Organization of China

The National Society of Taiwan Studies (NSTS) is a non-governmental academic organization in the People's Republic of China composed of scholars, related personnel, and groups engaged in research on Taiwan and cross-strait relations. Its current address is on the fourth floor of Building B, Tsinghua Tongfang Building, Shuangqing Road, Haidian District, Beijing.

== History ==
On August 16, 1988, the Taiwan Research Association (later known as the National Taiwan Research Association) was established. Its purpose was to build a platform for exchange for experts and scholars engaged in the study of Taiwan issues and cross-strait relations on both sides of the Taiwan Strait and at home and abroad, to promote academic activities, enhance exchanges, friendship and cooperation among scholars, and promote the peaceful development of cross-strait relations and the Chinese unification.
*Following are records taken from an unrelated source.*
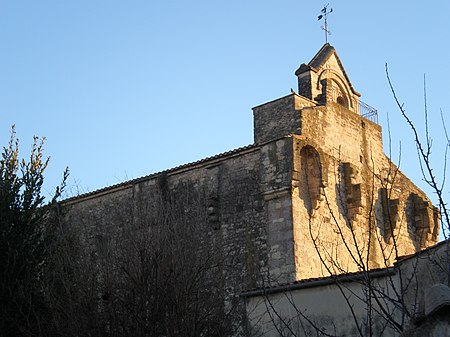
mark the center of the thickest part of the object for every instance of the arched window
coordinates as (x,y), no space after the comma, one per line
(311,173)
(342,101)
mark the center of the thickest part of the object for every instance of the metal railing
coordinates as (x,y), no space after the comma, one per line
(368,112)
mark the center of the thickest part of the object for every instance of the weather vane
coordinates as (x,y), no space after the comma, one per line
(324,15)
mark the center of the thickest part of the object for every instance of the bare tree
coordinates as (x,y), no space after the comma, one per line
(27,225)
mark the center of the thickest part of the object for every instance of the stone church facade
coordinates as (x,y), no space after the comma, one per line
(296,204)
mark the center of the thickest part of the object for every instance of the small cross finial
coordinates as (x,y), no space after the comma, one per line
(324,14)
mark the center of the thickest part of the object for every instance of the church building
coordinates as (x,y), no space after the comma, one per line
(313,196)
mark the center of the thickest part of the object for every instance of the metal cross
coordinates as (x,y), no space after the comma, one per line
(324,15)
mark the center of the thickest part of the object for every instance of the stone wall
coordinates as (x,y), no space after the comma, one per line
(221,197)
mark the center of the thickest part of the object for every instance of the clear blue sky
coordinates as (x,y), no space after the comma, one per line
(122,89)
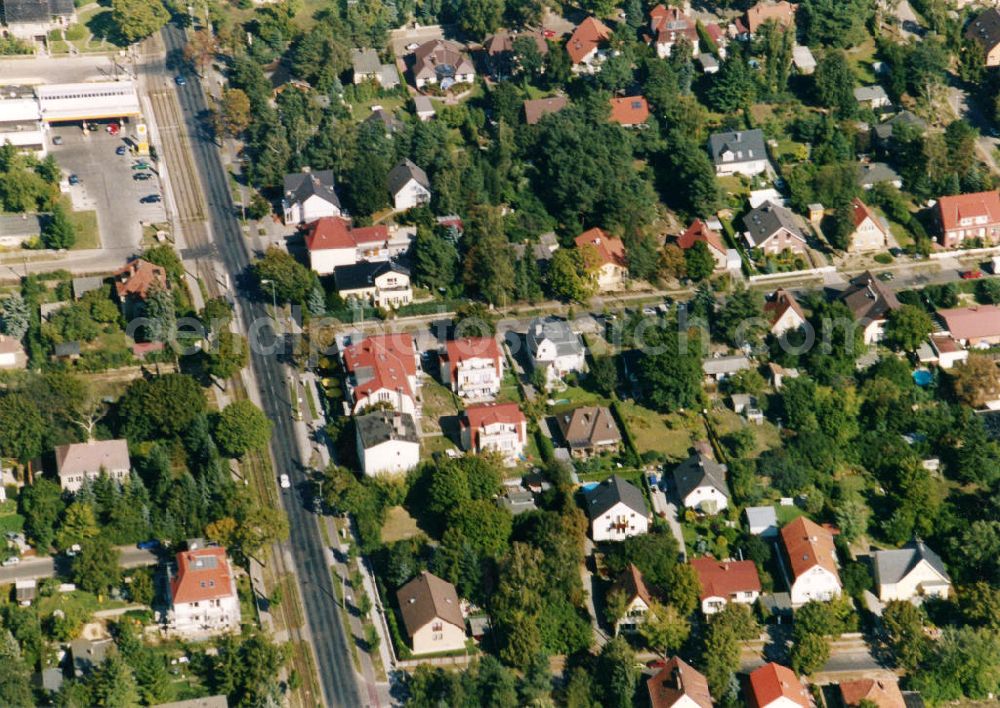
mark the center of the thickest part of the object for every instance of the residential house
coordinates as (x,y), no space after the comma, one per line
(474,367)
(612,266)
(408,186)
(870,302)
(975,326)
(630,111)
(133,284)
(784,312)
(385,284)
(432,615)
(76,462)
(723,582)
(382,369)
(701,484)
(985,31)
(309,196)
(495,427)
(589,430)
(964,217)
(555,349)
(203,597)
(668,25)
(678,685)
(873,97)
(870,232)
(881,692)
(632,587)
(387,442)
(585,46)
(812,561)
(913,571)
(738,152)
(537,108)
(772,228)
(762,521)
(617,511)
(777,686)
(442,63)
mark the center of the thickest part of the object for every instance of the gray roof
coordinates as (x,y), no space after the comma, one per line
(768,219)
(746,145)
(893,566)
(383,426)
(700,470)
(614,490)
(558,332)
(403,172)
(302,185)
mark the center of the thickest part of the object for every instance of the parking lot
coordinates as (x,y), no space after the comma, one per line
(107,183)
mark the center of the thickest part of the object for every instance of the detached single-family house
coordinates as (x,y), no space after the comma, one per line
(442,63)
(678,685)
(738,152)
(77,462)
(203,598)
(612,266)
(723,582)
(431,614)
(909,572)
(382,369)
(408,186)
(589,430)
(701,484)
(474,367)
(387,442)
(772,228)
(585,46)
(969,216)
(985,31)
(777,686)
(495,427)
(617,510)
(669,25)
(812,561)
(555,349)
(870,301)
(309,196)
(637,597)
(870,232)
(784,312)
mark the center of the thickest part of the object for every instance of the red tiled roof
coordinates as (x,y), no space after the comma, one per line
(773,681)
(808,544)
(587,37)
(630,110)
(610,249)
(969,206)
(203,574)
(699,231)
(725,578)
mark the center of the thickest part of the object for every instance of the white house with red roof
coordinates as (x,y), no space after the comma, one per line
(203,597)
(612,266)
(383,370)
(495,427)
(726,581)
(474,367)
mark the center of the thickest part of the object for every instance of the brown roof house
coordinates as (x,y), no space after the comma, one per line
(589,430)
(79,461)
(432,614)
(678,685)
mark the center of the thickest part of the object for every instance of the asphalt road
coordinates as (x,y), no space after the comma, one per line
(330,648)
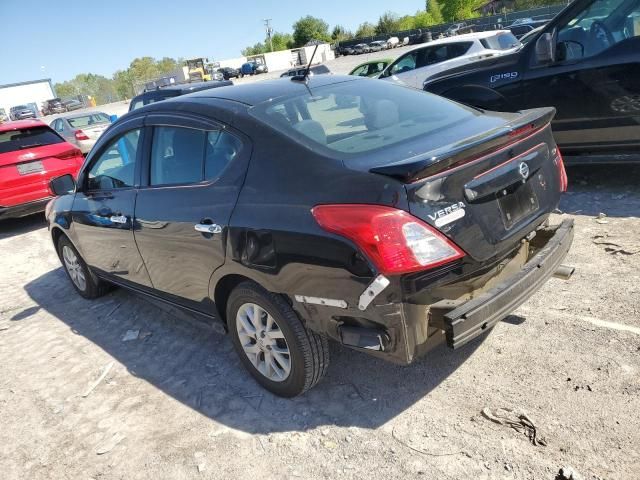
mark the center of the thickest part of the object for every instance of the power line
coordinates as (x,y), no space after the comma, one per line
(267,26)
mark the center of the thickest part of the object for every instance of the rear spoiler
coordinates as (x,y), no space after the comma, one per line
(445,159)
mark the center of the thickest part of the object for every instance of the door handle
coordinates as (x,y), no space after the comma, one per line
(207,228)
(118,219)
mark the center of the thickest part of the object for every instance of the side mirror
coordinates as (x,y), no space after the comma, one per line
(544,49)
(62,185)
(569,50)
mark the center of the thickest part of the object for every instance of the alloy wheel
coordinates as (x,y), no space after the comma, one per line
(263,342)
(74,268)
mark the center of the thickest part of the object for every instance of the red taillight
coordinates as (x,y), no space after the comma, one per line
(80,135)
(69,154)
(395,241)
(564,180)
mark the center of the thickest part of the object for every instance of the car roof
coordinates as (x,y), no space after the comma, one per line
(257,92)
(80,115)
(463,37)
(190,87)
(20,124)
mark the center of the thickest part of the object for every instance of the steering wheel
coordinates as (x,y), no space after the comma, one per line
(600,36)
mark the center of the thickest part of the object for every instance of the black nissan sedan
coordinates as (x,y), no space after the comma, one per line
(332,207)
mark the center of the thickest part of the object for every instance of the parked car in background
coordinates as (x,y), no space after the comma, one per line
(361,48)
(49,107)
(417,65)
(520,31)
(348,50)
(393,42)
(585,62)
(377,46)
(300,71)
(377,216)
(21,112)
(458,29)
(522,26)
(372,68)
(82,130)
(72,104)
(521,21)
(230,72)
(253,68)
(31,154)
(163,93)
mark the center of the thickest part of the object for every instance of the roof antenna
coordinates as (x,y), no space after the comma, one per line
(303,78)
Since 1991, the National Taiwan Studies Association, the All-China Federation of Taiwan Compatriots and the Institute of Taiwan Studies habe jointly hosted the "Cross-Strait Relations Academic Symposium" every year, referred to as the "Three-Taiwan Conference". The 27th session in 2018 has never been cancelled. On October 11–12, 2013, the 21st Century Foundation and the National Taiwan Studies Association hosted the first "Cross-Strait Peace Forum".

== Organization ==
The highest authority of the National Taiwan Studies Association is the General Assembly of Members. The council is the executive body of the General Assembly of Members. The Standing Council is elected by the council and exercises some of the powers of the council during the recess of the council and is responsible to the council. The Association has a President, Vice Presidents and Secretary-General, among whom the Secretary-General is the legal representative of the Association.